Schmidt se souvient de la seule fois où un journaliste a demandé à Trebek ce qu’il pensait des J ! Archive. Sa réponse ? « Allez, les gens, faites-vous une vie. » Trebek, par nature, est impérieusement humble – il ne voudrait pas que quelqu’un perde son temps à documenter tous ses indices, ses réponses et ses petites conversations entre les podiums. Mais Schmidt, Barrett et Saunders ont confiance dans le pouvoir de transformation de Jeopardy ! Ils ont vu l’Archive changer des vies, y compris la leur, et ils pensent que tout le monde mérite le même privilège. La meilleure façon d’honorer Trebek ? Faire en sorte que l’émission lui survive.

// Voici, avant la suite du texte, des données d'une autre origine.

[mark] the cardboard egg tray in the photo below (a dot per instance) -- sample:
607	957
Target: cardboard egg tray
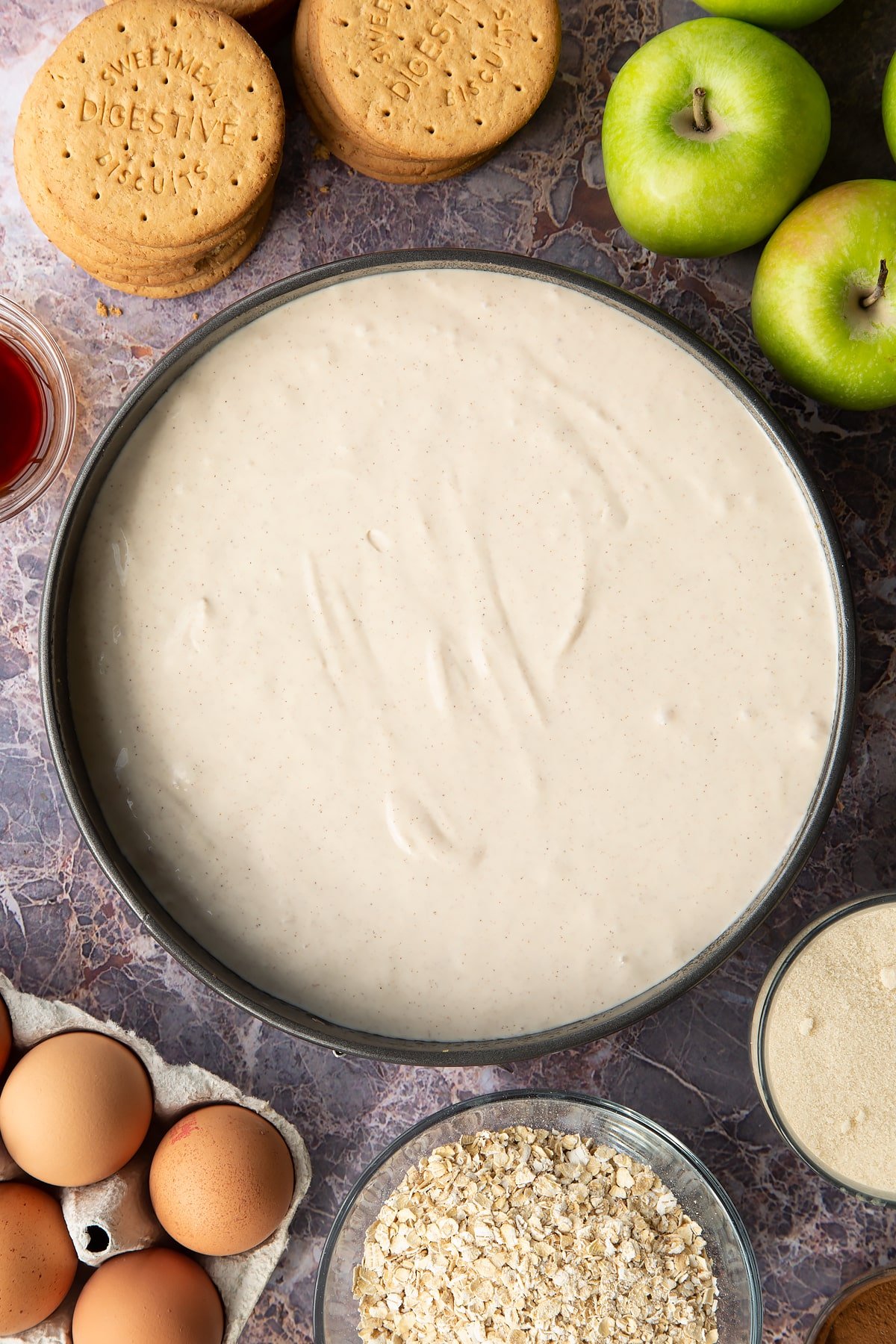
114	1216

« Les archives de J ! Archive se dressera comme un hommage durable à l’homme qui était visionné chaque soir dans les salons de générations d’Américains », déclare Schmidt. « Dans un siècle, personne ne se souviendra de ce que cela signifiait d’avoir Alex Trebek animant un jeu pour eux tous les soirs de la semaine. Mais ils pourront au moins rechercher en ligne une petite partie de cette expérience. »
Luke Winkie est un écrivain de San Diego. En plus de Polygon, son travail a été publié dans The Atlantic, The New York Times, et The Washington Post.